Tribeca 2017: King of Peking

Tribeca 2017: King of Peking

In Sam Voutas’s King of Peking, life in 90’s Beijing isn’t easy for most folk—money’s tight, and escapism in entertainment is valuable for its scarcity. The makeshift theater experience Big Wong (Zhao Jun) offers as a traveling projectionist is invaluable, then. The villages and neighborhoods he trucks around to with his son, Little Wong (Wang Naixun, in a smart but not overly precocious performance) garners a lot of attention.

Big Wong knows his audience well, too, and keep the price of admission cheap. He gets by on the ticket sales, but it’s not enough to pay spousal support to his ex-wife. Knowing he has to pay up or lose Little Wong, Big Wong takes a demeaning janitorial position at an established cinema to try to pay her off. It’s still not enough, though—the other staff ridicule him for taking even less than a middle schooler who had the job previously, and the amount his ex-wife is demanding is a number she knows he can’t afford in his wildest dreams.

Happening upon a prototype conversion kit for DVD recording, Big Wong resorts to bootlegging to keep his son in his life. But quickly, that criminal enterprise has him questioning who it is he’s keeping his son around for.

Voutas’s direction keep the affair light, though, sprinkling a love for classic cinema through every scene Big and Little Wong share—referring to each other as Murtaugh and Riggs, they quiz each other on classic film music and even swede scenes from the films they bootleg to better dub them into Chinese for their customers.
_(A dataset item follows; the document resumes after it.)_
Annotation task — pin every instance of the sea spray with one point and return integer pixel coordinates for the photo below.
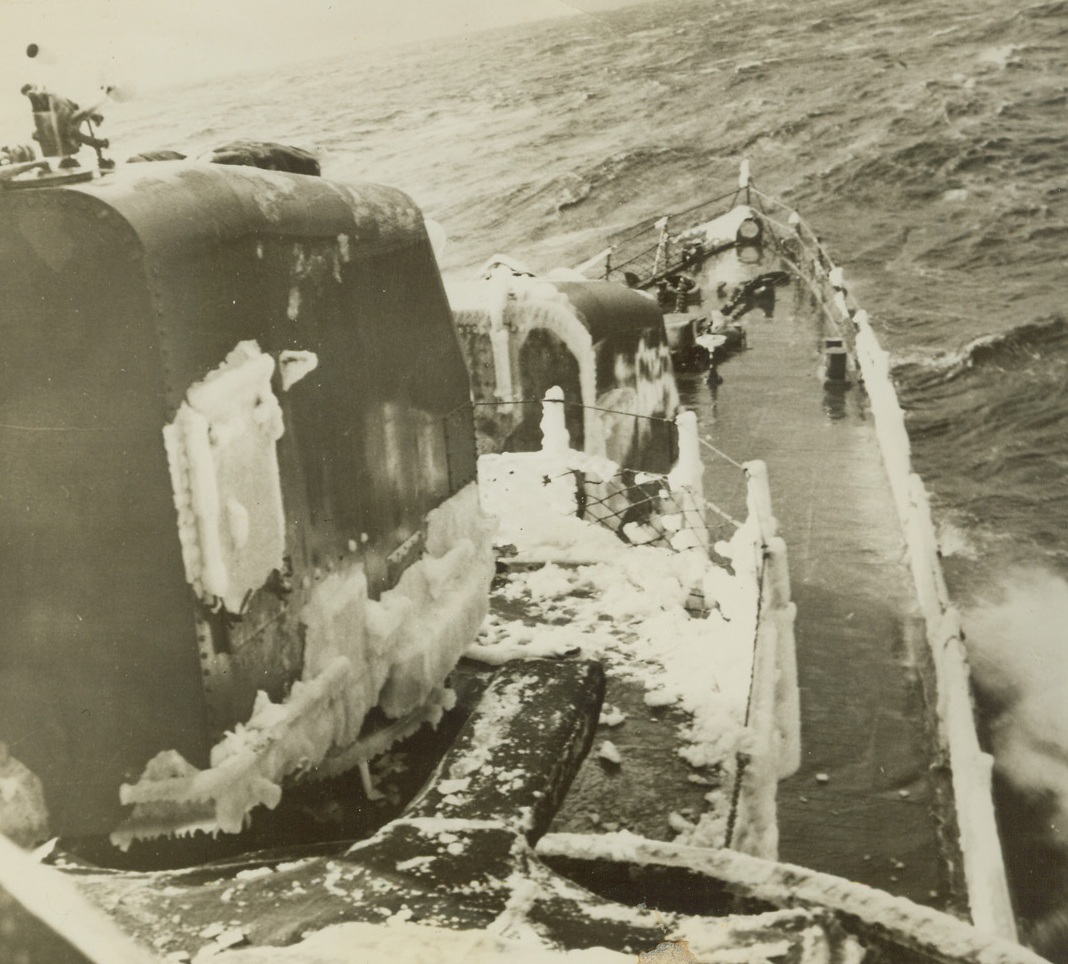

The real charm of the father-son relationship shines through in these scenes, as you can see the real zeal for film appreciation passing from Big Wong to Little Wong here. The relationship between Jun and Naixun shines in this film, and it’s easy to believe a paternal love between them.

The most heartwarming sequence in the film comes from that love, and from the sweding—Big Wong makes good on a promise to Little Wong he’d put off too long, and puts every resource he has left into making it count. It’s a true testament to Voutas’s script and direction that the sequence and moment land as touchingly as they do, rather than cloying. And it all comes from the motivation of Big Wong to make something of his own, exhibit it to his intended audience, and hope for the best.